Coffee, black

Perusing the Sunday paper and digging in to my reward breakfast (reward because I ran a personal best time in the Race for the Roses 5K this morning – 27:12! 8:45 per mile pace!) in a window seat at the Limelight. Home-fried potatoes, scrambled eggs, French toast, sausage.

And coffee. Lots of cream and sugar, and I’d just gotten it to the perfect combination of temperature and flavor. The cup was half-full.

Lydia approached the table, asked me how I was doing. “Great,” I said, smiling. She carried a coffee pot.

She started to turn away, saw my coffee cup, turned back. Poised the coffee pot over my cup. “D’you want me to top it up?”

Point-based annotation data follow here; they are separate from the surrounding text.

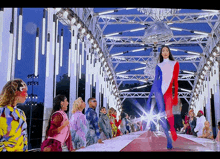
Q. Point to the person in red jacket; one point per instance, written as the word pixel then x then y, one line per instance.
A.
pixel 117 123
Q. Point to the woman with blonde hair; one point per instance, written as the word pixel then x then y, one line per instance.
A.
pixel 13 126
pixel 112 121
pixel 78 124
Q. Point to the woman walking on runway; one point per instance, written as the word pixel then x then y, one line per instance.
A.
pixel 13 126
pixel 166 74
pixel 58 131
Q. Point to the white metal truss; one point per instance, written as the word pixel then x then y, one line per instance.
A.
pixel 201 17
pixel 177 39
pixel 137 77
pixel 146 94
pixel 145 59
pixel 97 23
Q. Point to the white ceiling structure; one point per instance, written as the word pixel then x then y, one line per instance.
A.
pixel 123 35
pixel 195 33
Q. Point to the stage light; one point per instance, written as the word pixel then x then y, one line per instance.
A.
pixel 206 68
pixel 138 29
pixel 19 34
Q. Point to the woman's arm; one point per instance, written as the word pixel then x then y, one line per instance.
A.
pixel 176 74
pixel 154 85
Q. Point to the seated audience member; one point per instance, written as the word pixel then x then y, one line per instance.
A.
pixel 192 122
pixel 207 132
pixel 104 124
pixel 93 135
pixel 123 123
pixel 78 124
pixel 200 120
pixel 112 122
pixel 186 128
pixel 218 135
pixel 117 123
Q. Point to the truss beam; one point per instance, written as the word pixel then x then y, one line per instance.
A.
pixel 145 59
pixel 146 95
pixel 201 17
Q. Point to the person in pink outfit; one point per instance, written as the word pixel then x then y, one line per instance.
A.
pixel 58 131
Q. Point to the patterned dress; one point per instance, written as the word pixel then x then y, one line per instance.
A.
pixel 13 129
pixel 93 132
pixel 78 129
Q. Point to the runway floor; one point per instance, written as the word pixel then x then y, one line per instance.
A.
pixel 153 141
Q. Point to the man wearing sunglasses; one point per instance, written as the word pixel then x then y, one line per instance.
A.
pixel 93 135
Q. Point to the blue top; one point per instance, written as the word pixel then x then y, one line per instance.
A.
pixel 92 119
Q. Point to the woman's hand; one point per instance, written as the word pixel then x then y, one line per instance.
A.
pixel 65 123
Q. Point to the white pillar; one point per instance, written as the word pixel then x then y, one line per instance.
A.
pixel 49 78
pixel 97 95
pixel 216 98
pixel 7 17
pixel 73 68
pixel 208 104
pixel 87 85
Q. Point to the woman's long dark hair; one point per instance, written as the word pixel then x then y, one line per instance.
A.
pixel 56 107
pixel 161 57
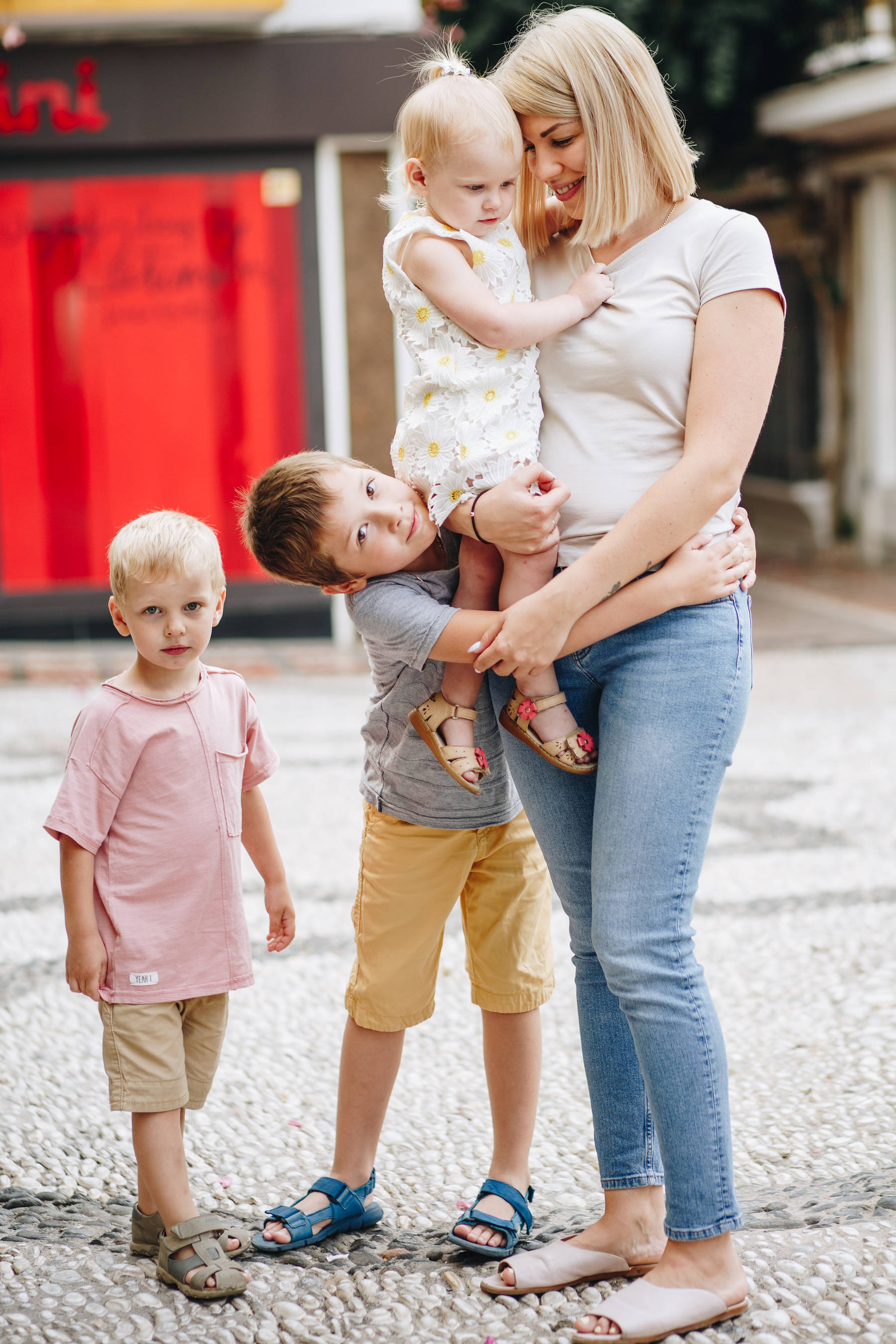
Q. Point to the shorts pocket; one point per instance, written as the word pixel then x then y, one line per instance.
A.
pixel 230 776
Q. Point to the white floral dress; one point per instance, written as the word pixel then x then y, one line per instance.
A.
pixel 472 416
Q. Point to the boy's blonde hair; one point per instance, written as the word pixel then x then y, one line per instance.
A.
pixel 587 65
pixel 160 544
pixel 452 107
pixel 283 518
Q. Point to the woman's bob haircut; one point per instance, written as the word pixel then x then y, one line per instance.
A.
pixel 582 64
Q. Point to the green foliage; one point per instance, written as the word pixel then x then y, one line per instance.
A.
pixel 716 56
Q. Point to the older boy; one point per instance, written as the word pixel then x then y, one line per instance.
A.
pixel 162 777
pixel 343 526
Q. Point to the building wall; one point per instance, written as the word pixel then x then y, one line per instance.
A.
pixel 368 323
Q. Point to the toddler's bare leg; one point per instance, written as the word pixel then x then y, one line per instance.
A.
pixel 477 590
pixel 526 574
pixel 162 1171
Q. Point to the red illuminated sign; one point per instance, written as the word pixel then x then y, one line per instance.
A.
pixel 151 342
pixel 55 95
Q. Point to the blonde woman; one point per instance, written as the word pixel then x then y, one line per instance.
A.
pixel 652 409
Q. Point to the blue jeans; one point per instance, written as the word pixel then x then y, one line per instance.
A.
pixel 666 702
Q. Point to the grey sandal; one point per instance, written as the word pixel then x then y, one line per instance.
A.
pixel 203 1234
pixel 148 1229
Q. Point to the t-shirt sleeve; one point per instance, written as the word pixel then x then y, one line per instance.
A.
pixel 101 760
pixel 403 620
pixel 739 257
pixel 261 759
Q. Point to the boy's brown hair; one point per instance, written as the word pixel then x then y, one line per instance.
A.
pixel 283 518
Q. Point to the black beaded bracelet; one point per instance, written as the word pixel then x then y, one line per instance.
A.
pixel 476 531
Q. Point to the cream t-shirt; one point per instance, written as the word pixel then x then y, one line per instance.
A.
pixel 614 387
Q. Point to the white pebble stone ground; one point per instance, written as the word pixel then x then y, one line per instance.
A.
pixel 795 924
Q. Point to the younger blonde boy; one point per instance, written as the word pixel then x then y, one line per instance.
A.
pixel 162 779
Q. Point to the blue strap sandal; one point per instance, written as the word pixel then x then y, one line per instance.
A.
pixel 347 1213
pixel 512 1228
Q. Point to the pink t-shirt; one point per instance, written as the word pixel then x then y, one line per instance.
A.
pixel 152 788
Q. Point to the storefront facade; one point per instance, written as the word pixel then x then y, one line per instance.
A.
pixel 190 246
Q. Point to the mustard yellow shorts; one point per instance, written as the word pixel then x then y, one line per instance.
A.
pixel 163 1057
pixel 410 880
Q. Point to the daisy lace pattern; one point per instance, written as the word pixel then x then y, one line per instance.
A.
pixel 472 416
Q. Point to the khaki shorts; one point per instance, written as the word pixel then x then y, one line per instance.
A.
pixel 410 880
pixel 163 1057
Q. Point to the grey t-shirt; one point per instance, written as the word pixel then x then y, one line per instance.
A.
pixel 399 619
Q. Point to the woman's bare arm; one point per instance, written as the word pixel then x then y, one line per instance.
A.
pixel 696 573
pixel 737 351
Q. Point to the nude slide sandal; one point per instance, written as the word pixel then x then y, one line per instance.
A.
pixel 558 1265
pixel 645 1312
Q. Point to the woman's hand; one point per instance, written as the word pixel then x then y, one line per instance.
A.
pixel 527 638
pixel 511 518
pixel 745 534
pixel 703 570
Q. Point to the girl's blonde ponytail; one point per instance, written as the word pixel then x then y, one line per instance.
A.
pixel 444 113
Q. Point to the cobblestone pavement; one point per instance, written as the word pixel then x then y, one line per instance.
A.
pixel 795 924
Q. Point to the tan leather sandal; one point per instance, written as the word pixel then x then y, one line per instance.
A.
pixel 203 1234
pixel 147 1229
pixel 566 753
pixel 428 718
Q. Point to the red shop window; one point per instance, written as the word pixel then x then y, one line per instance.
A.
pixel 149 358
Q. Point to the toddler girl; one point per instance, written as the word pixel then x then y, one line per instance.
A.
pixel 457 281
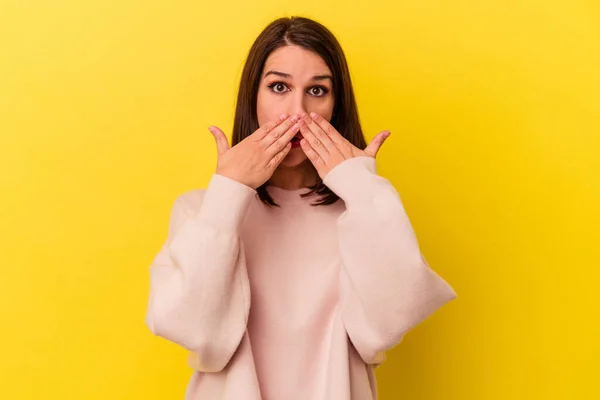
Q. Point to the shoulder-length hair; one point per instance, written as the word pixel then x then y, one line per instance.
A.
pixel 313 36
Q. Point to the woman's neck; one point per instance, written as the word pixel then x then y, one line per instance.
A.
pixel 292 178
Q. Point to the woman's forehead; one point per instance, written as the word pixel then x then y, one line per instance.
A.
pixel 297 62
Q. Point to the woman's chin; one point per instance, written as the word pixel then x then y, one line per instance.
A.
pixel 294 158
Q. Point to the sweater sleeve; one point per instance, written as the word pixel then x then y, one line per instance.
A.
pixel 199 290
pixel 386 286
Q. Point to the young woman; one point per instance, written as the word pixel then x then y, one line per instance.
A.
pixel 293 272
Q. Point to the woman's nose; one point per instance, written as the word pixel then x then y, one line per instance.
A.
pixel 298 106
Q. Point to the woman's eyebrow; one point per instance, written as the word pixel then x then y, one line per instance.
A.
pixel 284 75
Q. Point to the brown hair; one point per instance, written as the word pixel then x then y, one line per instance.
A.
pixel 315 37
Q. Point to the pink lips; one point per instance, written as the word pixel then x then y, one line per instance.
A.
pixel 296 140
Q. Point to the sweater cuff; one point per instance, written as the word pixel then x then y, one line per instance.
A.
pixel 354 179
pixel 225 204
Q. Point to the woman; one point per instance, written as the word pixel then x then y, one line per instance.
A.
pixel 294 271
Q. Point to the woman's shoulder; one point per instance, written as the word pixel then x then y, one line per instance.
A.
pixel 191 200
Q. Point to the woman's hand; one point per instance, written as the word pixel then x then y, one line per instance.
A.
pixel 253 160
pixel 325 147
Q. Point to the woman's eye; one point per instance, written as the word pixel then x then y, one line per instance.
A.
pixel 277 87
pixel 318 91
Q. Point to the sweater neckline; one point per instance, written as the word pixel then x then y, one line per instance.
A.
pixel 290 196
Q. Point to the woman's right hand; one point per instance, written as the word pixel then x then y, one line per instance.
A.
pixel 253 160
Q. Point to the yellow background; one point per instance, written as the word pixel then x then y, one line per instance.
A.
pixel 494 112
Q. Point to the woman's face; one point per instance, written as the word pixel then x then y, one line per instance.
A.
pixel 294 80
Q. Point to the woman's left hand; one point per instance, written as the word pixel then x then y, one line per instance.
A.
pixel 325 147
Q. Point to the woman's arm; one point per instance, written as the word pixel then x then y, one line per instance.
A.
pixel 199 289
pixel 386 286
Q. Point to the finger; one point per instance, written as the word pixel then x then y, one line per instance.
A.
pixel 319 134
pixel 264 130
pixel 313 141
pixel 376 143
pixel 220 139
pixel 275 161
pixel 278 131
pixel 283 140
pixel 312 155
pixel 328 129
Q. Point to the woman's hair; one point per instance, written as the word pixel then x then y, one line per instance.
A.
pixel 315 37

I didn’t answer right away. I sat there, looking at the cup, mentally still tasting the flavor of cream and coffee and sugar, feeling the hot-but-not-too-hot-to-drink liquid splashing over my tongue and warming my tummy.

The moment, silence… lengthened. Grew.

I looked up at her. “…ok” I finally said. She flipped her blonde bangs from her eyes, and her normal polite smile shifted into an amused sly grin.

I felt compelled to explain: “It’s just that I’ve got it to that perfect state -”

She laughed. “Oh, no, I remember!” She filled the cup, the milky tan fluid darkening to a rich medium brown.

“- and I didn’t want to have to do it again, but I figured the cup -“

“It’s a delicate balance,” she agreed.

“- was half gone already, so…” I trailed off. She knew. She understood.

“I drink mine black now, but I remember the ritual of preparing my coffee, back when I drank it with waaaaay more cream and sugar than almost anyone I know,” she continued. She’d moved to the next table over, and was clearing away the leave-behinds of the previous patrons. “But then I went camping -“

“Oh,” I interrupted “and you had to!”

Her eyes were focused on another time while her hands moved in the present. “Yes, exactly. No cream, no sugar. But I couldn’t go without coffee. So I learned to associate the good feelings of being in the woods with the black coffee. It’s just so” her hands left her task in the present and folded themselves around an imaginary mug while she leaned her face over it and took in the scent “rich and dark and strong.”

“That’s awesome,” I said. My mouth twisted into a smirk. “But that’s not gonna work for me. I hate camping.”